On October 17, Senator Ron Wyden introduced in the Senate a privacy bill that would expand the FTC’s authority to regulate data collection and use, allow consumers to opt out of data sharing, and create civil and criminal penalties for certain violations of the Act.

The Mind Your Own Business Act of 2019 is the latest iteration of Wyden’s discussion draft that he released last November. (We provided an overview of the draft bill here.) Although the two Wyden measures are largely similar, the new bill provides for additional enforcement mechanisms and levies taxes on companies whose executives violate reporting requirements.

Here are some of the key elements of the bill, including notable differences between the new measure and last year’s discussion draft:


Like the discussion draft, the bill applies only to “covered entities,” defined as a person, partnership, or corporation subject to Section 5 of the FTC Act with gross annual receipts of more than $50 million, and which have personal information on more than 1 million consumers or devices.

Increased FTC Authority to Regulate Data Collection and Storage

The bill authorizes the FTC to promulgate regulations that would require covered entities to, among other requirements:

  • establish and implement “reasonable cyber security and privacy policies and procedures to protect personal information”;
  • implement “reasonable physical, technical, and organizational measures” that ensure technologies and products that interact with personal information “are built and function consistently with reasonable data protection practices”;
  • annually provide, at a customer’s request, a “reasonable means” to review and challenge the accuracy of any stored personal information about that customer, as well as a list of the individuals and companies with whom the entity has shared the customer’s data, subject to certain exceptions such as governmental requests;
  • conduct impact assessments of “high-risk automated decision systems,” such as artificial intelligence and machine learning techniques, and “high-risk information systems” that “pose a significant risk to the privacy or security” of consumers’ personal information.

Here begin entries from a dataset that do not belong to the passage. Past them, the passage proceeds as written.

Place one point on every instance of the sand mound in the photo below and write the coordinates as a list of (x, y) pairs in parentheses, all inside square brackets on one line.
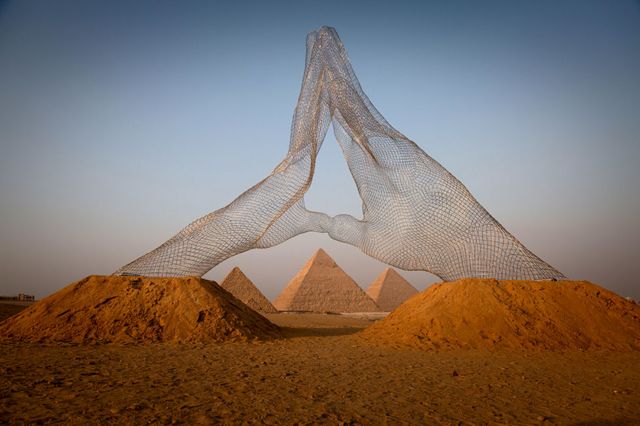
[(322, 286), (490, 314), (238, 284), (140, 309), (390, 290)]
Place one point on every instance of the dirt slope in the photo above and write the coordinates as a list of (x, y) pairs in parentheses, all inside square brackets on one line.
[(138, 309), (490, 314), (238, 284)]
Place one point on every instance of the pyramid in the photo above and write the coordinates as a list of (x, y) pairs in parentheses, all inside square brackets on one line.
[(127, 309), (322, 286), (237, 283), (390, 290), (475, 313)]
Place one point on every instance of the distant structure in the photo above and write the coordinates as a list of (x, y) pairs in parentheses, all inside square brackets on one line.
[(322, 286), (237, 283), (19, 298), (416, 215), (390, 290)]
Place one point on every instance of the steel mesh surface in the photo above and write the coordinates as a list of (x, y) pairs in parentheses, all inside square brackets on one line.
[(416, 215)]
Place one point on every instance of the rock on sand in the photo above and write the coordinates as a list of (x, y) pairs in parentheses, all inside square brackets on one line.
[(139, 309)]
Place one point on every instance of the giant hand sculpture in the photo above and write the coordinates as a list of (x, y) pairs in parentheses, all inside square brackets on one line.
[(416, 215)]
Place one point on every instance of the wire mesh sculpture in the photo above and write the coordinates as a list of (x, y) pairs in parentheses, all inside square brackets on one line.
[(416, 215)]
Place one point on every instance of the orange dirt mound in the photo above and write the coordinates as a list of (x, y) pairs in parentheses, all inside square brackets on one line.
[(494, 315), (139, 309)]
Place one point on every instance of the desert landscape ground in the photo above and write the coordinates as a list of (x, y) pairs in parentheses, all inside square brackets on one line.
[(322, 368)]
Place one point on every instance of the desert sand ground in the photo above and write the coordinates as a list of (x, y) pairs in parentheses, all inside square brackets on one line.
[(322, 371)]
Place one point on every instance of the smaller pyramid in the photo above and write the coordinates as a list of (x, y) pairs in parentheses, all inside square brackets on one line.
[(322, 286), (390, 290), (238, 284), (129, 309)]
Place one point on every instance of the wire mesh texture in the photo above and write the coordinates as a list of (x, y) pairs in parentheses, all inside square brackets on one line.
[(416, 215)]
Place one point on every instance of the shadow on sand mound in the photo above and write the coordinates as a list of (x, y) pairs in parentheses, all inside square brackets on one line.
[(490, 314), (139, 309)]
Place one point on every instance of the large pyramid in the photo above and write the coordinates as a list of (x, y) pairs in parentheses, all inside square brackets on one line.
[(238, 284), (322, 286), (475, 313), (390, 290), (139, 309)]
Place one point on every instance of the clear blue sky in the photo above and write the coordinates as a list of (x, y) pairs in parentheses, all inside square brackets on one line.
[(121, 122)]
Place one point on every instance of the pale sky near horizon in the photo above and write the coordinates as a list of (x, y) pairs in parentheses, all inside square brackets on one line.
[(121, 122)]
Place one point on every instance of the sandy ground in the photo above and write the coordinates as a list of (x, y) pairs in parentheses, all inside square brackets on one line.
[(321, 372)]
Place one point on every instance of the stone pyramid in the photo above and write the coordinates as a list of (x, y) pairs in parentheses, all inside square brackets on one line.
[(237, 283), (390, 290), (322, 286)]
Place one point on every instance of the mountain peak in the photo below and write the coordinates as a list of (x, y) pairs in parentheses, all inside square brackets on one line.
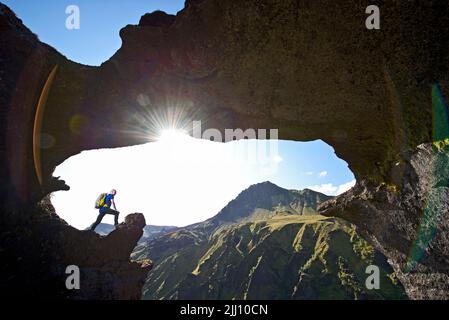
[(269, 197)]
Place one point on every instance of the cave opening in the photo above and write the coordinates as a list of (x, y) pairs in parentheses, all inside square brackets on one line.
[(179, 180)]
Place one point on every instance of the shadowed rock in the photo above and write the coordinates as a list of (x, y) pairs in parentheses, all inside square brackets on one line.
[(309, 68)]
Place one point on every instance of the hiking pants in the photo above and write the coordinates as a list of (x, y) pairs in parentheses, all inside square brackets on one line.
[(102, 214)]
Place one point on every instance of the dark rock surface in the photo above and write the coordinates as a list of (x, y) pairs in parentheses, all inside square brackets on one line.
[(35, 256), (262, 245)]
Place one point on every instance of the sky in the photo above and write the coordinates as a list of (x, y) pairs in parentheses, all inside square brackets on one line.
[(177, 180)]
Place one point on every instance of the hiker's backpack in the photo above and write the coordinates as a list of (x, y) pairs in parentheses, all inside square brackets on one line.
[(100, 200)]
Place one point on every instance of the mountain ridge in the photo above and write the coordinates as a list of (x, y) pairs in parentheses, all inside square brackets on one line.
[(246, 252)]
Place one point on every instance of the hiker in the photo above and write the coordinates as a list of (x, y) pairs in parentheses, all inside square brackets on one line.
[(104, 203)]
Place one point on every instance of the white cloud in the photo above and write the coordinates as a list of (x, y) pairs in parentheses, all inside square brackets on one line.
[(330, 189), (322, 174)]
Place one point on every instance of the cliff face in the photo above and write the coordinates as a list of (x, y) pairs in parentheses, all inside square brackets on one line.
[(279, 254), (308, 68), (36, 253)]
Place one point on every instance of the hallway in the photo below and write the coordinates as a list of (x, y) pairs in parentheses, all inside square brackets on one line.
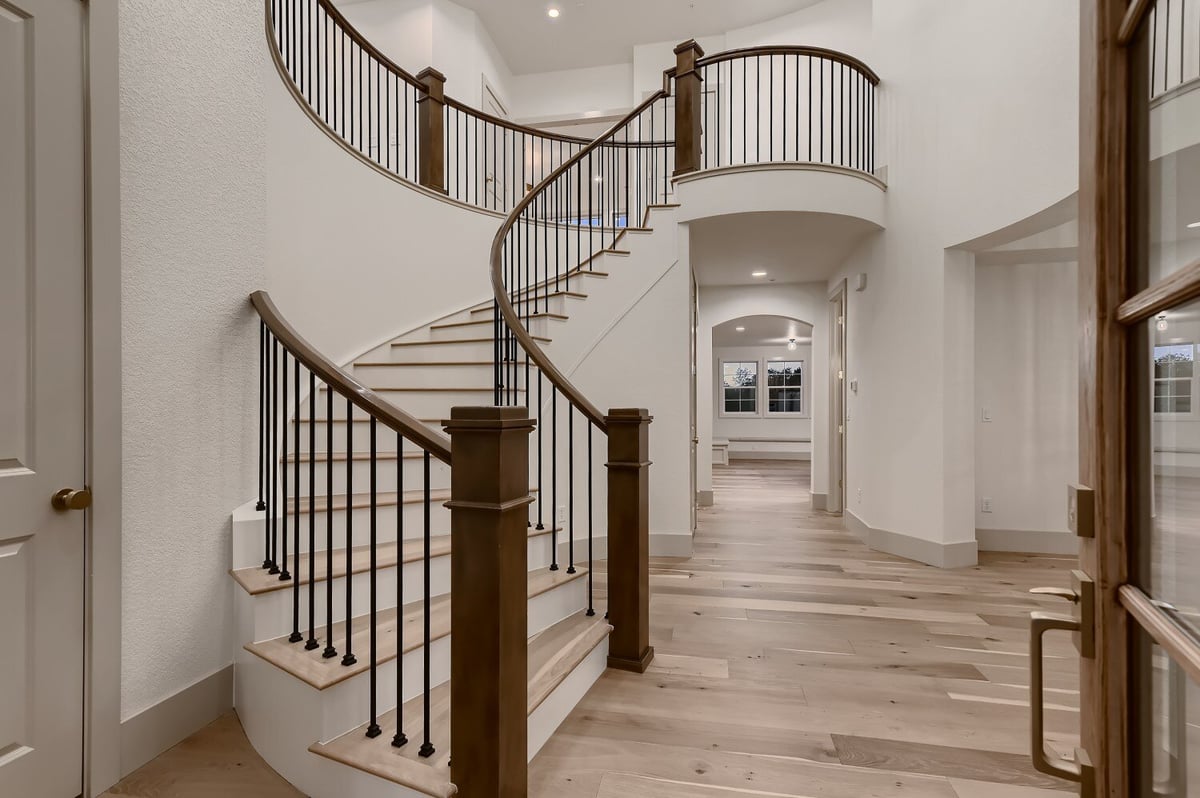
[(792, 661)]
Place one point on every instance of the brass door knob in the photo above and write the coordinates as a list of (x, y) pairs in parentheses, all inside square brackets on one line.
[(70, 498)]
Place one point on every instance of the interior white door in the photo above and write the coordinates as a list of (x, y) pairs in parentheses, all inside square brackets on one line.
[(42, 396)]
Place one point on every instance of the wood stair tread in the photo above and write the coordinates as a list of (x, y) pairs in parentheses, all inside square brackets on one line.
[(363, 501), (321, 673), (552, 655), (453, 341), (257, 581), (450, 325)]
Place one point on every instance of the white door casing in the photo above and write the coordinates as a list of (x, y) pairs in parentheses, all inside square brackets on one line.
[(42, 396)]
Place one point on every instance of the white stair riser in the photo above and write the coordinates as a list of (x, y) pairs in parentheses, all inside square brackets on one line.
[(423, 405), (385, 475), (455, 352), (469, 373), (543, 304), (269, 615), (541, 328), (385, 439)]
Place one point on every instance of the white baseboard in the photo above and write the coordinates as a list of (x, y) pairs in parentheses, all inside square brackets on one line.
[(957, 555), (174, 719), (1033, 541)]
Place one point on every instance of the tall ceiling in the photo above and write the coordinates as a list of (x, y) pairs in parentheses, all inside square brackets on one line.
[(595, 33), (790, 247)]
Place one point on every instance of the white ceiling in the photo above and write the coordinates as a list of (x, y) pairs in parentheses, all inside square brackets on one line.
[(598, 33), (762, 331), (790, 247)]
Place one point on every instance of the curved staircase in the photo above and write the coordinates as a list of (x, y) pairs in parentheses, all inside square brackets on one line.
[(377, 540)]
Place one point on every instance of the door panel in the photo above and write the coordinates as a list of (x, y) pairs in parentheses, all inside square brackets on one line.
[(42, 396)]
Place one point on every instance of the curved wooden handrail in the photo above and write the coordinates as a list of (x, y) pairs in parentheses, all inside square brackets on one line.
[(361, 41), (511, 318), (791, 49), (343, 384)]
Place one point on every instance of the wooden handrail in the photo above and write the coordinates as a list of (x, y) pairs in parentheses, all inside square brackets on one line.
[(343, 384), (1165, 631), (511, 318), (360, 40), (790, 49)]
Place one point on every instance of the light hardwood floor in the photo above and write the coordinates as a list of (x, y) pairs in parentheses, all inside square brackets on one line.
[(791, 663)]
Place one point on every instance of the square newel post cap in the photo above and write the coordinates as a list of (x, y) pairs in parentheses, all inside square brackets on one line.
[(487, 418), (435, 83)]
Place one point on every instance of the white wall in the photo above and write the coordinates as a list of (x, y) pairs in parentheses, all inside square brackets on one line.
[(193, 241), (983, 132), (1027, 382), (763, 425), (353, 256), (804, 301)]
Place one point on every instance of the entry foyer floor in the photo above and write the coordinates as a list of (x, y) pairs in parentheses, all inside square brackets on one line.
[(791, 663)]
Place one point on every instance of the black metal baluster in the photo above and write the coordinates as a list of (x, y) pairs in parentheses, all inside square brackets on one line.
[(348, 658), (295, 637), (427, 744), (330, 652), (570, 487), (553, 477), (373, 726), (262, 424), (312, 513), (283, 469), (274, 460), (400, 739), (591, 528)]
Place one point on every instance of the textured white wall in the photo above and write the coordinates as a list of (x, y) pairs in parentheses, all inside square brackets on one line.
[(193, 219), (1026, 357)]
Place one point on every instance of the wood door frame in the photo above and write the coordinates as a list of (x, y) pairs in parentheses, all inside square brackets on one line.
[(102, 592), (835, 495)]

Annual Data Protection Reports—Civil and Criminal Penalties

Like the discussion draft, the bill requires certain covered entities to submit annual data protection reports to the FTC that detail their compliance with the regulations described above. Each report must be accompanied by a written statement from the chief executive officer or chief privacy officer certifying that the report complies with the bill’s requirements.

The bill imposes significant criminal and civil penalties for knowingly or willfully certifying a false statement in an annual data protection report. Penalties include a fine of up to $5 million or 25% of the person’s total annual gross revenue for the prior fiscal year (whichever is larger), a sentence of up to 10 or 20 years’ imprisonment, or both.

In addition, for any covered entity for which a chief executive officer or chief privacy officer is convicted under this provision, the bill levies a tax equal to an “applicable percentage”—the highest tax rate in effect for the taxable year—of the convicted executive’s largest annual compensation in the past three years. The tax penalty provision is a new addition to last year’s draft.

“Do Not Track” List

The bill would establish a “Do Not Track” website, modeled after the “Do Not Call” telemarketer list, that allows consumers to opt out of data sharing. If a consumer chooses to opt out, then a covered entity may not share that individual’s personal information with third parties except under limited enumerated circumstances, such as when the sharing is for the primary purpose for which the personal information was provided and the receiving third party does not retain or use the data for secondary purposes.

State Attorney General Enforcement and Private Right of Action

The bill adds state and private enforcement mechanisms to the discussion draft. State attorneys general may bring a civil action on behalf of residents in their state if they have reason to believe that an interest of their state residents “has been or is being threatened or adversely affected” by a practice that violates the FTC regulations. Before filing the action, State AGs generally must provide written notification to the FTC, which may then intervene and/or petition for an appeal in the suit.

In addition, the bill creates a private right of action for authorized “protection and advocacy organizations” to bring a civil action against a covered entity that violates the FTC regulations. Each state may authorize only one such organization to file suit.

No State Preemption

The bill clarifies that it does not preempt any state law.